Saturday, October 01, 2005

Iraqi women say freedoms are slipping away

Iraqi women say freedoms are slipping away

"Women cannot walk freely out in the street," said activist Ban Jamil, who directs the Rasafa Branch of Assyrian Women Union, a local non-governmental organisation in Baghdad. "Women face lack of respect when they walk uncovered," said Jamil, a Christian, who said women are insulted if they show too much skin or walk in public without wearing the Islamic veil, or hijab, to cover their hair. The tide of Islamisation has risen in Iraq as fundamentalist Shiite parties have come to power following the ouster of former leader Saddam Hussein. Although not enforced by the newly established laws, which were written under US patronage, a conservative dress code is widely observed in much of the war-torn country. But conservative dressing in Iraq is not as universally strict as in neighbouring Shiite Iran, or ultra-conservative Sunni Saudi Arabia, where women have to cover from head-to-toe when in public. "We cover and change the way we dress unwillingly due to pressure," said Jinan Mubarak, a Muslim who heads the Iraqi Centre for Training and Employing Women in Baghdad. She said some neighbourhoods are off-limits for women if unveiled, saying that women like herself are forced to change their behaviour in such environments.

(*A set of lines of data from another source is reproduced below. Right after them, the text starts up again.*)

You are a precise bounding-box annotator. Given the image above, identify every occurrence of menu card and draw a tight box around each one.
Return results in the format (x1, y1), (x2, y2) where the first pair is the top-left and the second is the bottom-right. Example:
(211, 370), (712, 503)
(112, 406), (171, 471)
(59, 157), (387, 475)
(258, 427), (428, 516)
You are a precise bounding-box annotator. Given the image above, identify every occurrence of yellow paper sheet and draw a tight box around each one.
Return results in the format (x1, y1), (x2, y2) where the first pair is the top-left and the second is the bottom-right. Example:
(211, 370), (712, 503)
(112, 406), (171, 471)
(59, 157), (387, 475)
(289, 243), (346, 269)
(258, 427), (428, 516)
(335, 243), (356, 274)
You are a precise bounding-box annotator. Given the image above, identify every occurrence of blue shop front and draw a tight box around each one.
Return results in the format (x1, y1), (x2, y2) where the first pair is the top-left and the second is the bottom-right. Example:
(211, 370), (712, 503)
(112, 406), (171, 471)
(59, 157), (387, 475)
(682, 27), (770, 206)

Lebanese novelist, short-story writer and playwright Hanan al-Shaykh about the veil:

War and Writing

I fully agree with the French policy banning headscarves in public schools. I don't want any girls to wear a veil. When I see a girl of 6 or 7, or even 13 and 14, wearing a veil, I think it's brainwashing. It's not about freedom; it's about brainwashing. There is a 17-year-old girl in England who recently took her school to court for not allowing her to go to classes wearing Muslim attire. She finally won the case. I was very angry. My English friends were very surprised with my attitude. They said to me, "Hanan, she's free to wear what she wants," and I said "no." It's like I became the fundamentalist! First of all, this girl is being brainwashed or she's trying to attract attention. Do you allow the Japanese girl to come to school with the Geisha look? No. It's a costume. Why should it be allowed? Likewise, the veil is part of a strange costume. It's not about understanding Islam. I don't want any girl really to put it on until she understands what it really means.